As I was reading Leon’s latest Commissario Guido Brunetti mystery I began to think that she’d taken a departure from her usual format. The story was interesting – Count Falier, Brunetti’s father-in-law, asks him to investigate his wealthy, elderly friend Gonzalo Rodriguez de Tejada who has recently put a plan in place to adopt a much younger man as his son. And as the particulars of Gonzalo’s plan unfold, along with the resistance to the adoption by his friends, Gonzalo abruptly drops dead on the street. So – a death – but one that is easily explained.
It isn’t until page 169 that we are faced with a murder. As Louise Penny stated in an interview on CBC Radio’s “Q” in 2017: “Murder is the beginning, not the end of the story”. It is at this point that the author explores human nature and the “real” story comes out. Leon is certainly on board with this premise and beautifully peels away the layers of this story to get to the core and ultimately, to the truth.
Masterfully written, with fully-fleshed characters and a setting that begs one to purchase an airline ticket to Venice (if only to eat one of Paolo’s glorious meals), this novel ticks all the boxes as a terrific read.
DEAD MEN’S BONES (4 daggers out of 5) PRAYER FOR THE DEAD (5 daggers out of 5)
There’s never just one case at a time that Tony McLean is handed. Nor is it ever a couple of “normal” cases, easily solved, that land in his lap. First he finds himself ankle-deep in snow, peering into the gully of the River North Esk as the SOC officers retrieve the body of a man from the swirling, detritus-filled waters. Easy enough, he thinks, until he bends down to examine the man and discovers that not only is he naked, but his entire body is covered in tattoos with only a few traces of white skin visible. So begins Dead Men’s Bones, Oswald’s fourth book in his Tony McLean series. But before McLean can get back to the station, he’s alerted to a shooting at a farmhouse in north-east Fife. A prominent politician, Andrew Weatherly has shot and killed his wife, two daughters, and then has turned the gun on himself.
When journalist Jo Dalgliesh approaches McLean to ask for his help in finding Ben Stevenson, a fellow journalist who has gone missing, McLean is shocked beyond belief when Ben’s body is found deep in Gilmerton Cove in a sealed chamber, with nary a hair left behind for forensics.

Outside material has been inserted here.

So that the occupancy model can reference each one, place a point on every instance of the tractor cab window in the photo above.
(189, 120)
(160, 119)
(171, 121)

Prayer for the Dead takes McLean on a dark and dangerous path, one that he never imagined even existed.
Both of these novels are darker and more disturbing in their content as Oswald brings in more facets of the occult and deviant behaviour. But Tony is never completely on his own tackling the forces of evil. He’s supported by a cast of wonderful characters from Grumpy Bob (DS Laird), Angus Cadwallader, the pathologist, and DS Ritchie, to Madame Rose and Detective Superintendent Duguid (a perfect foil to McLean). These novels are not for the faint of heart!